Nevertheless, we also have the tendency to cling to things that we use to define ourselves and where we stand on certain issues, and it is difficult to relinquish those views even when faced with their failings and limitations. For example, how much government interference in the market does it take for free marketeers to realize that they no longer hold a free market philosophy? Their minds have changed, their actions have changed, and yet they hold the same views on the market and stubbornly refuse to acknowledge this. The same holds true for the socialist who fails to see that capitalism is not going away anytime soon. Today, the economic model that is taking shape is a mishmash of capitalist and socialist ideologies that have arisen out of a pragmatic need to do something about the growing economic crisis. Neither side wants to acknowledge the other side’s contributions to the problem or the solution. That is why I think certain European countries have fared better in dealing with this crisis in that they are more open to such mixed economies, having a mixture of nationalized industries that are economically vital while at the same time permitting a free market to continue in the rest. This is not a perfect system either, but it seem to be more flexible and pragmatic when faced with such economic difficulties.

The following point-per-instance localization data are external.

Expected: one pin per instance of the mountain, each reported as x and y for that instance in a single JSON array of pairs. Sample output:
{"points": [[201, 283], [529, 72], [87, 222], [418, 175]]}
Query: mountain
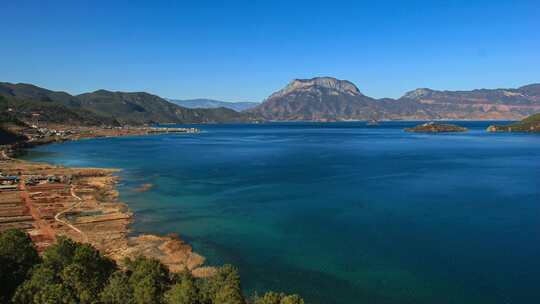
{"points": [[330, 99], [202, 103], [105, 108]]}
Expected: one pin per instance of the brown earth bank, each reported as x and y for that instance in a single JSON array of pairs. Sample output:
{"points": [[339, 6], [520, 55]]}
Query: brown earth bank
{"points": [[432, 127], [82, 203]]}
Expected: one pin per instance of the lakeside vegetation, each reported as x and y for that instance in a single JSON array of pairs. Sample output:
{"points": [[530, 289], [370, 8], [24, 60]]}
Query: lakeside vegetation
{"points": [[69, 272]]}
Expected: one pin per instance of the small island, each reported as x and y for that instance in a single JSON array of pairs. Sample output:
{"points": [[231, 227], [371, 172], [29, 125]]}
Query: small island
{"points": [[529, 124], [432, 127]]}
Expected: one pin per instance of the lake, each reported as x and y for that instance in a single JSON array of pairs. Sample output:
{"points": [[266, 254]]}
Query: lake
{"points": [[341, 212]]}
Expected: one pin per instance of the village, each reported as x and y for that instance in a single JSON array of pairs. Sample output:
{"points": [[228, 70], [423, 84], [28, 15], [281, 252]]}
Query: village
{"points": [[49, 201]]}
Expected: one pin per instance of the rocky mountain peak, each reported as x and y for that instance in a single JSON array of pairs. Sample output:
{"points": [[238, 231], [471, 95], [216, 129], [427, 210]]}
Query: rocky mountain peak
{"points": [[329, 83]]}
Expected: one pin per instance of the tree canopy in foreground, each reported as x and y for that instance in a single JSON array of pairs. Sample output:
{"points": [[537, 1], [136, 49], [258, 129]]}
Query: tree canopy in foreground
{"points": [[71, 273]]}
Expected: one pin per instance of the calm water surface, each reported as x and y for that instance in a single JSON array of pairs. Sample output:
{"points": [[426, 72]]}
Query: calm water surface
{"points": [[341, 213]]}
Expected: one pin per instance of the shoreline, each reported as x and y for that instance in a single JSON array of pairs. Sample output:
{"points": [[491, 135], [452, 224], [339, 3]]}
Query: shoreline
{"points": [[82, 204]]}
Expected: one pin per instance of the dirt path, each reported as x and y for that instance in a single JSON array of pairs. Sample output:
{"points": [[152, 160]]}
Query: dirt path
{"points": [[59, 214]]}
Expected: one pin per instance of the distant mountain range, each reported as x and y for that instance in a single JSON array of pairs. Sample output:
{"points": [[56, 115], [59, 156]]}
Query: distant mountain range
{"points": [[27, 102], [316, 99], [202, 103], [330, 99]]}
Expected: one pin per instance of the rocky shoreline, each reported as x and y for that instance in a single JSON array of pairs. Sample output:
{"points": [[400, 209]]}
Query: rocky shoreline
{"points": [[82, 203]]}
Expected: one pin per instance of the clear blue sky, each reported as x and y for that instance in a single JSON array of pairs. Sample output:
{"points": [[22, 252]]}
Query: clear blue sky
{"points": [[245, 50]]}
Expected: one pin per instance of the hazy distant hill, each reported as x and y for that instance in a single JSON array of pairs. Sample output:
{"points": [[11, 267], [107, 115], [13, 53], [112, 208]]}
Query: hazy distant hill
{"points": [[105, 107], [529, 124], [330, 99], [210, 104]]}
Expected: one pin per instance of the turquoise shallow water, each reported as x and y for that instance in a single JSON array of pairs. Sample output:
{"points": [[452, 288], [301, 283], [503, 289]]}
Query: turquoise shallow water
{"points": [[340, 212]]}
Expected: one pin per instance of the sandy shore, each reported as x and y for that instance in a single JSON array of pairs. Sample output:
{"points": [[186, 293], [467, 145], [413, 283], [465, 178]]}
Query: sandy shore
{"points": [[82, 204]]}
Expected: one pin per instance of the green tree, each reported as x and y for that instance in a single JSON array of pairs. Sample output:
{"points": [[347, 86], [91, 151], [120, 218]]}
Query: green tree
{"points": [[17, 257], [184, 291], [54, 294], [223, 288], [42, 276], [118, 290], [268, 298], [149, 280], [68, 267], [292, 299]]}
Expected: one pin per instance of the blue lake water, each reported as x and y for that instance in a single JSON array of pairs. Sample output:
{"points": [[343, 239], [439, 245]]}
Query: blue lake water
{"points": [[341, 212]]}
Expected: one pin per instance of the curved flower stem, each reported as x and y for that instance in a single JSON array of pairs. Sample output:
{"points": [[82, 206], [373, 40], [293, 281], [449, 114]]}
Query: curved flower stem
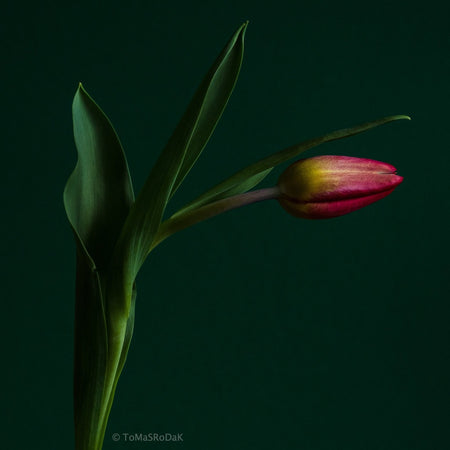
{"points": [[180, 222]]}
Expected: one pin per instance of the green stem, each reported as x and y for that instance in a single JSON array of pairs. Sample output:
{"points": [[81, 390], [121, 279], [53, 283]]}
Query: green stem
{"points": [[191, 217]]}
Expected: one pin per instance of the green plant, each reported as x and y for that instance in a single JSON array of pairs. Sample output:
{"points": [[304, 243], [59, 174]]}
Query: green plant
{"points": [[114, 232]]}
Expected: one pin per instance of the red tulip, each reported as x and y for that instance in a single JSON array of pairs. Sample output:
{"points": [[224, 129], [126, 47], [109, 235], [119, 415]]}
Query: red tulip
{"points": [[323, 187]]}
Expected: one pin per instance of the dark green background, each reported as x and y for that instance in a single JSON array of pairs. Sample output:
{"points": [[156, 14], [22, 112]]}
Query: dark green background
{"points": [[255, 330]]}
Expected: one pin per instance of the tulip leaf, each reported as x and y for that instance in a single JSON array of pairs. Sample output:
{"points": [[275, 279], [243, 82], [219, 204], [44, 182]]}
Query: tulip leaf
{"points": [[180, 153], [247, 178], [99, 193]]}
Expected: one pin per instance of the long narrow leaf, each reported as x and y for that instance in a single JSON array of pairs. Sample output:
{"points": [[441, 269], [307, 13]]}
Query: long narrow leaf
{"points": [[239, 182], [98, 194], [180, 153]]}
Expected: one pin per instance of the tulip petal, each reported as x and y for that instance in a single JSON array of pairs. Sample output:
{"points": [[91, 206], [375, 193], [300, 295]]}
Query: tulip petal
{"points": [[328, 210], [237, 182]]}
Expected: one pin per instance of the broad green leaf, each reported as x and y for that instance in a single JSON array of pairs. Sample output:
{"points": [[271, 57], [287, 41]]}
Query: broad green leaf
{"points": [[211, 196], [98, 194], [97, 198], [243, 180], [180, 153]]}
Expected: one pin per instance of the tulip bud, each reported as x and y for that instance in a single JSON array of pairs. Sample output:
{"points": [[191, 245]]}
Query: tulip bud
{"points": [[323, 187]]}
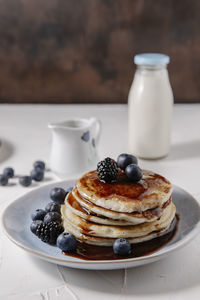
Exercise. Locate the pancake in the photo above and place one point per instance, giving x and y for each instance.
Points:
(111, 231)
(99, 241)
(72, 204)
(151, 191)
(131, 218)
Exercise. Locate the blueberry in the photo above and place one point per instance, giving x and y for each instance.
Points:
(9, 172)
(66, 242)
(39, 164)
(69, 189)
(121, 247)
(34, 225)
(52, 206)
(124, 160)
(25, 180)
(52, 216)
(37, 174)
(38, 214)
(3, 179)
(133, 172)
(58, 195)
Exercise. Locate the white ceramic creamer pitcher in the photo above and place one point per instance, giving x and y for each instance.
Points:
(73, 149)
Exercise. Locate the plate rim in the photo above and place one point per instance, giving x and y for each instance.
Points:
(65, 260)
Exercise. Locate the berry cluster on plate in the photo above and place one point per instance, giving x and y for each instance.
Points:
(108, 168)
(47, 223)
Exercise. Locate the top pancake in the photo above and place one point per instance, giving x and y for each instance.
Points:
(151, 191)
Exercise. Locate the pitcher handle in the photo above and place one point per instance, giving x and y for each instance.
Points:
(97, 125)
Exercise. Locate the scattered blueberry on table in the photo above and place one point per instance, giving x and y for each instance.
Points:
(3, 179)
(37, 174)
(39, 164)
(25, 180)
(52, 206)
(9, 172)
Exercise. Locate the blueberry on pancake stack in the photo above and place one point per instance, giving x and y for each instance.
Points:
(118, 201)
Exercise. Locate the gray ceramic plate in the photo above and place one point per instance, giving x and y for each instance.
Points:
(16, 221)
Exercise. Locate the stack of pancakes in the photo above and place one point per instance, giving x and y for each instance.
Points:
(97, 213)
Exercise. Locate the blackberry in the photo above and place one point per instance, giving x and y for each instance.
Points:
(107, 170)
(48, 232)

In the end, it look like we are headed for a similar system here, although the establishment is loathed to admit it. The bailout plan, as well as the unprecedented authority given the the Treasury and the Federal Reserve, is one step closer to nationalizing certain sectors without actually nationalizing them. In my opinion, this is a slight of hand that simply adds an extra layer of bureaucracy to the process of stabilizing the economy leaving the tax-payer even more unprotected. The reason is that without directly nationalizing these industries and leaving them in the hands of corrupt, greedy or just incompetent CEOs, which have time and again proven to be unreliable, our money is liable to be squandered (e.g., After Bailout, AIG Execs Head to California Resort). I am not a big fan of nationalizing certain sectors and leaving the rest to sink or swim in the shark infested ocean that is the free market, but if that is the direction we are heading in, why not do it right? With everything from companies in China putting poison in baby formula to irresponsible lending by financial institutions in the U.S., we need more transparency and oversight, period. Even though the idea of big government scares me, the role of the government is to protect its citizens, and I think that it is about time our government starts doing its job.